FDA rescinds Emergency Use Authorization of Eli Lilly’s ‘bamlanivimab’ monoclonal antibody treatment
UPDATED 6:20 PM PT – Saturday, April 17, 2021
The FDA has rescinded its Emergency Use Authorization of Eli Lilly’s ‘bamlanivimab,’ the monoclonal antibody treatment for COVID-19, to be used on its own.
The company requested that the treatment have its authorization stripped after new variants prove to be more resistant to the treatment “due to the evolving landscape in the U.S. and the full availability of bamlanivimab and etesevimab together.”
Furthermore, Eli Lilly noted, the request to have authorization revoked was not as a result of any “new safety concern.”

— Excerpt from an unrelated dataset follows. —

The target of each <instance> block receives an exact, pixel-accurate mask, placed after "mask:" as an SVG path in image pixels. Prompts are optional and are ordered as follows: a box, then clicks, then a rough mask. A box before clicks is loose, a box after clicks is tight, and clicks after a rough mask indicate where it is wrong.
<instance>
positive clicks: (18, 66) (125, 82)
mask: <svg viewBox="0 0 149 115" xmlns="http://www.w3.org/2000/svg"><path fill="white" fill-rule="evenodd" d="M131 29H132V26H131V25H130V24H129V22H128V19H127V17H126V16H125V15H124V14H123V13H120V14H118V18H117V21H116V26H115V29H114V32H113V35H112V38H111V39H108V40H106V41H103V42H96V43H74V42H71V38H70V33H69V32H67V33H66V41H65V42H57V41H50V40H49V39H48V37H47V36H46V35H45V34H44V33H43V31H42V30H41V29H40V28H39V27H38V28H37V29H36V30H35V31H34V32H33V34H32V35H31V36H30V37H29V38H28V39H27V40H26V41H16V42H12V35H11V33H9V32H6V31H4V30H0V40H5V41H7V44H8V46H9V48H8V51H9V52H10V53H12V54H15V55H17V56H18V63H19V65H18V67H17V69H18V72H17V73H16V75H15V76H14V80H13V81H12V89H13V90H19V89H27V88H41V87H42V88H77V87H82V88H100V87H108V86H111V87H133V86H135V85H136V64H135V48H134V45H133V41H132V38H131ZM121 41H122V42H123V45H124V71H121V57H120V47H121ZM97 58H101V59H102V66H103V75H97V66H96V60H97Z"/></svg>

Today, we revoked the emergency use authorization that allowed for the investigational monoclonal antibody therapy bamlanivimab, when administered alone, to be used for the treatment of mild-to-moderate #COVID19 in adults and certain pediatric patients. https://t.co/IRmzknz4EH pic.twitter.com/ALedkNpWyl
— U.S. FDA (@US_FDA) April 16, 2021
The cocktail is also used in combination with another Eli-Lilly monoclonal antibody treatment, which the FDA will continue to authorize as it has proven to reduce the risk of death by some 87 percent.
This came after the HHS reported in March they had halted the use of ‘bamlanivimab’ as a solo treatment for COVID-19.